Continuous Integration with Delphix

Delphix is the engine that can accelerate these tools and provide a robust foundation for a new generation of continuous data integration processes. Database continuous integration tools provide the framework for DDL and DML change management, Delphix efficiently provides fresh real data to developers at the point they need it. Imagine a developer writing a DML translation based on the assumption about the format of some data. All of their manual, unit, and integration tests pass based on the synthetic data built on those same assumptions (or pulled from stale production data), but the application fails in UAT when confronted with an unknown format on the latest production data.

Bug Impact to Test Cycle Before Delphix

test cycle before delphix

Bug Impact to Test Cycle After Delphix

test cycle after delphix

Before Delphix, these bugs force the project team into an unpleasant situation: re-run the entire test cycle and lose weeks of development time, or run only a subset of tests after fixing the issue and jeopardize quality by risking bugs that might only be caught through a full test cycle. After Delphix, no one ever notices a bug that never escapes the developer environment.

Database continuous integration tools like flyway and liquibase are a perfect match for Delphix-driven provisioning and refresh. Each of these tools tracks ordered transformations using a table within the database to track what changes have been applied. This allows the software to bring any database up to the current developer version. There are no additional hooks required on the Delphix side, but there are ways Delphix can provide benefits beyond just fresh real data.

Developer Reset

These DDL and DML transformations are not foolproof. In some cases, it is necessary to write custom product code to run transformations that cannot be accomplished via SQL (such as updating BLOBs), or assemble a particularly tricky set of SQL statements. The developer should be able to test and validate these transformations on real data prior to integrating the changes. With Delphix, developers can tag their branch after all the known transformation have been run, and then rapidly iterate on validating new transformations with real data, resetting on failure without needing to refresh or get a new copy of real data.

developer reset

Project Branches

Developers rarely work in isolation. Project or release branches allow developers to share code changes by pushing to a common source code repository. With Delphix-enabled continuous data integration, it’s possible for developers to share not just a source code repository, but a data repository as well. While continuous integration tools can apply changes within each developer copy, these transformations may time to run and consume additional storage depending on the size of the database and nature of the transformations. These changes can be automated within a project branch such that developers always get the latest transformed data whenever they refresh.

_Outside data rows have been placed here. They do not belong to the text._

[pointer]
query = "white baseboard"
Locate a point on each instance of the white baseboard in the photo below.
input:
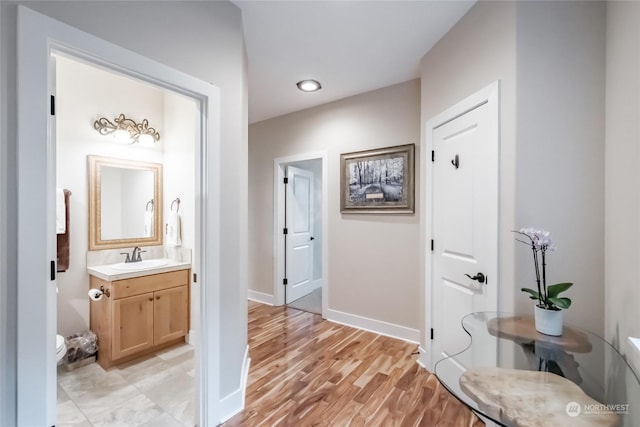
(260, 297)
(422, 358)
(191, 338)
(377, 326)
(234, 402)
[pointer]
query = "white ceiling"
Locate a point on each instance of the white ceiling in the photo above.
(351, 47)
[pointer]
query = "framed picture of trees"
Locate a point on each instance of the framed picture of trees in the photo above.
(378, 181)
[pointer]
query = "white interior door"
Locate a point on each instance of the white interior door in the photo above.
(299, 237)
(464, 223)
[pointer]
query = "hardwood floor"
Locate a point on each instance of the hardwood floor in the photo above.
(309, 372)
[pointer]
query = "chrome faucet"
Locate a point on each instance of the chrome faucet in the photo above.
(135, 255)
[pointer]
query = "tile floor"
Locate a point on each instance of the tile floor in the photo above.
(157, 390)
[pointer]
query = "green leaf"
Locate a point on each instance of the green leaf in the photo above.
(555, 290)
(560, 302)
(534, 294)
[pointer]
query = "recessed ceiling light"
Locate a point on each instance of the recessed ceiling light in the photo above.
(309, 85)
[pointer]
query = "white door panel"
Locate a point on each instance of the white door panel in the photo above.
(464, 222)
(299, 222)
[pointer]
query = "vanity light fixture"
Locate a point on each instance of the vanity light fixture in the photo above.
(309, 85)
(127, 130)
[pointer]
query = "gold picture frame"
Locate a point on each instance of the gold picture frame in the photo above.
(378, 181)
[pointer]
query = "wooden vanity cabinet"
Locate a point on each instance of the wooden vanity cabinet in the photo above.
(141, 315)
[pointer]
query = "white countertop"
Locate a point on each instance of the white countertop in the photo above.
(108, 273)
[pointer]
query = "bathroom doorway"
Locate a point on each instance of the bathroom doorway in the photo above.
(86, 95)
(39, 37)
(300, 232)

On refresh of a project branch, a script is invoked that transforms the production data using the latest DDL and DML changes pulled from the project source code repository. Combined with a refresh policy, this can keep the project branch up to do date with fresh data without each developer needing to run the same transformations. This process can also be run through hooks whenever a DDL or DML change is pushed to the source code repository.

project branches

Summary

Agile development requires agile data, and Delphix is the agile data engine of the future. You can sync to your production or source databases, instantly provision virtual databases where they are needed using a minuscule amount space, and provide each developer an independent copy of the data that can be refreshed and reset on demand. Combined with database continuous integration tools like flyway and liquibase, Delphix simplifies the development and testing of structural and data transformations. Providing efficient full data copies through Delphix that are always in sync with source code changes reduces bugs and accelerates application delivery while reducing IT and infrastructure overhead.